From these two points, one can see that a Blender script is a derivative work to a copyleft-licensed program, and thus must be distributed in the same conditions: under the GNU GPL license.
Why should I do it?
This is all very legal and theoretical. In practice, it is quite seldom that using code found online will lead to prosecution.
However if you publish a Blender script without the GPL license, the authors of Blender (mainly the Blender Foundation) could legally ask you to remove your code or license it under the GPL. They could even sue you. They probably won’t, they have better things to do, but they could. And if you find a piece of code lying somewhere on a forum and decide to use it in your script, and it is clearly identifiable and attributable to someone, that someone could also sue you, in addition to the original Blender authors.
The risk is small, granted, but you should protect yourself because one never knows the future.
The other reason you’d want to add that little bit of legal text in your code header, is that not only must you do it, you should.

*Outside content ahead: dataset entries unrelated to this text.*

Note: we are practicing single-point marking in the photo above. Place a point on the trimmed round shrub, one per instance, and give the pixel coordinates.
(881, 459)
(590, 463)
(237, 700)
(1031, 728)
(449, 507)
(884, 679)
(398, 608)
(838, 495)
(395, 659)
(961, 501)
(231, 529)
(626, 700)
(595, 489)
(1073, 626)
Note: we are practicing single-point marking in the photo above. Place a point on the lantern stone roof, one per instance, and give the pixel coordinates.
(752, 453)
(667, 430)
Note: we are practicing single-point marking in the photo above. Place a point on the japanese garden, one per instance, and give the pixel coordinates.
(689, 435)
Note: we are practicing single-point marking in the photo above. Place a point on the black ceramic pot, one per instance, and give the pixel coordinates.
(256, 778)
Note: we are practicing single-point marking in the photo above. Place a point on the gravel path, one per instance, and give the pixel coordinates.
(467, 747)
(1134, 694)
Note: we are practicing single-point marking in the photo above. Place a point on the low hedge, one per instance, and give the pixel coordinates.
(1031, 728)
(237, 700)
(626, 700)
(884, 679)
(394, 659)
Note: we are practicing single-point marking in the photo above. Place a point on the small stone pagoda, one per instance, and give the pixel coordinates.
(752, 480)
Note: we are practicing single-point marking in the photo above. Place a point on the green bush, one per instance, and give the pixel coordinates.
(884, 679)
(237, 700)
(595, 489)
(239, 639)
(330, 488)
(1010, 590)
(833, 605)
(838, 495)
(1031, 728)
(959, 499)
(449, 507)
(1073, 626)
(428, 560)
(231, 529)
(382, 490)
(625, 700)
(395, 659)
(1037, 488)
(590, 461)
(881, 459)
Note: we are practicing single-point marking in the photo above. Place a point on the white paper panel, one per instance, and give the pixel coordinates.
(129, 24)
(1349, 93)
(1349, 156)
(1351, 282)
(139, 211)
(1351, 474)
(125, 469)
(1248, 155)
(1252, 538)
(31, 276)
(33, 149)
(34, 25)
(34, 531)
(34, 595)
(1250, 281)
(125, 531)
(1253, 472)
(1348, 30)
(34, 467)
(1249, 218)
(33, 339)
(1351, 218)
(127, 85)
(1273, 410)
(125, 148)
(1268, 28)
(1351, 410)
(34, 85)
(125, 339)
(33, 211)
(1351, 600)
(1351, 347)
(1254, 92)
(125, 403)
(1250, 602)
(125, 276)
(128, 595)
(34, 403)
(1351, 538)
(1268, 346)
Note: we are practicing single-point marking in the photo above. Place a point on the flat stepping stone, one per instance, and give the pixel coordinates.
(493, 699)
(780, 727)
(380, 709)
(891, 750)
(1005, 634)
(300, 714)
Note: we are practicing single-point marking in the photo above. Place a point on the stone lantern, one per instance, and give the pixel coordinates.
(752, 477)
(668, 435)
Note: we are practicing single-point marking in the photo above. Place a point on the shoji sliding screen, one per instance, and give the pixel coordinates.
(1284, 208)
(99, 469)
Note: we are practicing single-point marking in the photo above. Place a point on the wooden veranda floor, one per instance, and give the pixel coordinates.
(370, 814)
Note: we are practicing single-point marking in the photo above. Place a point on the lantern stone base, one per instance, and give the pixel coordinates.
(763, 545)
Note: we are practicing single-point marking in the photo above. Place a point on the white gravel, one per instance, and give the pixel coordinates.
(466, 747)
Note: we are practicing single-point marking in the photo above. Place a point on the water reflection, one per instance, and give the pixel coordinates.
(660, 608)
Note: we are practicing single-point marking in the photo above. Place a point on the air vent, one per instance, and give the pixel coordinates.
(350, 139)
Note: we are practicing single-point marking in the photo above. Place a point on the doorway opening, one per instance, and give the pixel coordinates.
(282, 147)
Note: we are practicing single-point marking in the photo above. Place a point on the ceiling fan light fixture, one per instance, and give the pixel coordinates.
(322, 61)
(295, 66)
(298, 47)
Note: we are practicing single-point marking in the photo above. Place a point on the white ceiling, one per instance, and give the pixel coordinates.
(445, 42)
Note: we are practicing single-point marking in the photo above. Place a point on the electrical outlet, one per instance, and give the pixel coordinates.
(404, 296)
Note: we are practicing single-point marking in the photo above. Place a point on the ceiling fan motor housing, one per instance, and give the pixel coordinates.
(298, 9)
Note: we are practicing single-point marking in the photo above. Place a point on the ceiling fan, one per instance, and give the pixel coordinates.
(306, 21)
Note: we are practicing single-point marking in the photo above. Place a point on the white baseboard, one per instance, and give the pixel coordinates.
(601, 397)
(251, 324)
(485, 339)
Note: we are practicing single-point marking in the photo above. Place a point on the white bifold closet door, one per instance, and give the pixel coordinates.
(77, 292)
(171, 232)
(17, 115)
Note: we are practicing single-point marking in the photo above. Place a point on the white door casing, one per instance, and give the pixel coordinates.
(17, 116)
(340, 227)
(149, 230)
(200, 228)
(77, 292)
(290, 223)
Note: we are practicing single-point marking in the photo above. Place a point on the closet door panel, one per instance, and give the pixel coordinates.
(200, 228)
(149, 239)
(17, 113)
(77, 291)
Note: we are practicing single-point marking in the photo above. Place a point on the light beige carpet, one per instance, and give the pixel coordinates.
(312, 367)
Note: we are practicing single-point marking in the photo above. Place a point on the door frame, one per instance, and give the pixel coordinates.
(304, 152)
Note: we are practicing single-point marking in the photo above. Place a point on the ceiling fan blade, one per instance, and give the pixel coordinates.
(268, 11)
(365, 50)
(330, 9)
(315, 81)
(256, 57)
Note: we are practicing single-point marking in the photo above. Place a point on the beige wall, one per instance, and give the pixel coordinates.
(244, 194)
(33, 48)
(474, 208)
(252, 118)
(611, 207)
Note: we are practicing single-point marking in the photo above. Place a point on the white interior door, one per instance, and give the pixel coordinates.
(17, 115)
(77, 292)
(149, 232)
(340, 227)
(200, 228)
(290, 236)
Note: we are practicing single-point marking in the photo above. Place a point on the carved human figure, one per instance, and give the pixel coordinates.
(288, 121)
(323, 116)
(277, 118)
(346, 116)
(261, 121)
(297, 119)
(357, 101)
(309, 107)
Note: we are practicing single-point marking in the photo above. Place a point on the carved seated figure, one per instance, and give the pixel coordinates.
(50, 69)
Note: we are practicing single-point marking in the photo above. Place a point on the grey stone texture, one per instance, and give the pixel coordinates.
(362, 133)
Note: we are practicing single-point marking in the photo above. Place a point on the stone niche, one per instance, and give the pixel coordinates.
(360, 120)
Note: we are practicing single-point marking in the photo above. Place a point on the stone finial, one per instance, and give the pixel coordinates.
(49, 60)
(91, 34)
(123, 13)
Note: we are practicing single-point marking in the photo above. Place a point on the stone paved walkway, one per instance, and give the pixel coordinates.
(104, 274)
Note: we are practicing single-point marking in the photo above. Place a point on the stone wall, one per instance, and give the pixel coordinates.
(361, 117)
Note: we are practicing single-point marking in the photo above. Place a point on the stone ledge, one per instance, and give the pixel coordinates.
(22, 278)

This allows others to use your code for the purposes stated by the GPL: run, study, modify and distribute it. This is not only the legal thing to do, it is the right thing to do.
A note on obfuscation
The practice which consists of making source code undecipherable to prevent unauthorized use of intellectual property or trade secrets, is called obfuscation. In binary, compiled form, executables constitute obfuscation in themselves, since retrieving the source code is unfeasible. In interpreted languages such as Python (the language used for Blender scripts), there is no formal distinction between source code and executable. However, it is possible to render interpreted code illegible to prevent reuse.
According to the Free Software Foundation, which maintains the GPL,
Obfuscated “source code” is not real source code and does not count as source code.
What is free software?
This is based on the following extract from the GPL:
The “source code” for a work means the preferred form of the work for making modifications to it.
GNU Public License, §1
The notion of “preferred form” is somewhat vague, but it basically means, “what we use internally”. So if I write code in a private repository, this is the preferred form, the one I should publish. It makes sense, since the purpose of free software is to grant more freedom to users than just using the software for a limited period of time.
If you like it then you should put a GPL on it.